What are the effects of endurance and HIIT training on mitochondria?

couple runningBoth long-distance and HIIT training have demonstrated to increase both mitochondrial number and function within cells. They do not, however, seem to perform this same two functions to the same extent. In a recent review compiling investigations of aerobic exercise on mitochondrial function, the authors argue improvements in mitochondrial number (per cell) is better related to the volume of training performed whereas improvements in mitochondrial function are better predicted by the intensity of training. Given the low-stress nature of long distance, training is conducive to higher training volume, programs emphasizing long distance training may better increase the mitochondrial content of muscle cells than those focusing on HIIT. By contrast, HIIT may better serve improvements in mitochondrial function given its intense nature. While this does not tell us in what proportions we must train to achieved optimal aerobic capacity, it does suggest that training should include both long distance training and HIIT.

Related Article: Rise and Grind: Why You Should Consider Morning HIIT Workouts

What is the takeaway?

While the review does not directly suggest such a theory, from its findings it could be hypothesized that optimal increases in mitochondrial number and function might be achieved through periodized training programs in which more long distance training is used during the offseason to stimulate increases in mitochondrial number and more HIIT is used in season to improve the function of this expanded population of mitochondria. As this type of training matches that of the most elite team and sprint sports, this pattern of mitochondrial response to training volume and intensity could explain practices elite coaches have been using for years.
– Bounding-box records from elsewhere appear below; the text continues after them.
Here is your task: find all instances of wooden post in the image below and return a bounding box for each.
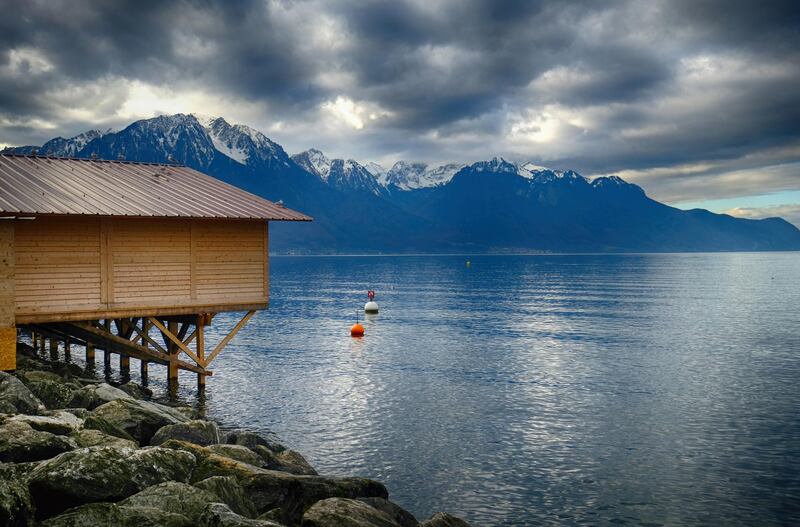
[0,220,17,370]
[167,322,180,387]
[139,317,150,385]
[119,355,131,377]
[86,342,94,366]
[195,315,206,391]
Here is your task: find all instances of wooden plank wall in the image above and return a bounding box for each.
[0,224,17,370]
[16,218,269,318]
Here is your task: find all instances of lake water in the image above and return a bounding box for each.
[112,253,800,525]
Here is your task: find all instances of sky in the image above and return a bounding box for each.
[0,0,800,225]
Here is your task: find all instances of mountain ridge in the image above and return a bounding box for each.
[4,114,800,253]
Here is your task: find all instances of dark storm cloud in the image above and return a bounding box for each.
[0,0,800,204]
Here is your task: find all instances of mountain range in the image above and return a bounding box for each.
[4,114,800,253]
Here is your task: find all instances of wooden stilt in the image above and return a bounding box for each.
[119,355,131,377]
[195,315,206,391]
[167,322,179,388]
[86,342,94,366]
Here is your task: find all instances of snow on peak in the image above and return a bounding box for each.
[292,148,331,182]
[379,161,464,190]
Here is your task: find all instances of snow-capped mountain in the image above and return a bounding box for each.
[370,161,464,194]
[4,114,800,252]
[292,148,386,196]
[193,114,289,166]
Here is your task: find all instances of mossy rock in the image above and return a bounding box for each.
[302,498,399,527]
[41,503,195,527]
[419,512,469,527]
[0,420,78,463]
[92,398,186,445]
[0,371,46,415]
[119,481,220,524]
[0,463,33,527]
[29,447,196,519]
[194,476,257,518]
[150,420,220,446]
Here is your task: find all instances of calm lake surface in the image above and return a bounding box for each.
[114,253,800,525]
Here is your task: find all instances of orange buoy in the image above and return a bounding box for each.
[350,322,364,337]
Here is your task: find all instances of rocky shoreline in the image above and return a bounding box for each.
[0,344,467,527]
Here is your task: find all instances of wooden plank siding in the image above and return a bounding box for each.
[15,217,269,323]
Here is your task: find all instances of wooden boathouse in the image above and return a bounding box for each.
[0,154,311,386]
Perhaps more importantly, it may encourage that more typical fitness enthusiast and trainer to include a balance of long distance and HIIT training in their programming. What this balance should look like for optimizing mitochondrial expansion and function remains to be determined. However, if support continues to build for this hypothesis, a brigade of research tackling this secondary question will undoubtedly follow.

Additional reading:

Bishop, D. J., Granata, C., & Eynon, N. (2014). Can we optimize the exercise training prescription to maximize improvements in mitochondria function and content?. Biochimica et Biophysica Acta (BBA)-General Subjects1840(4), 1266-1275.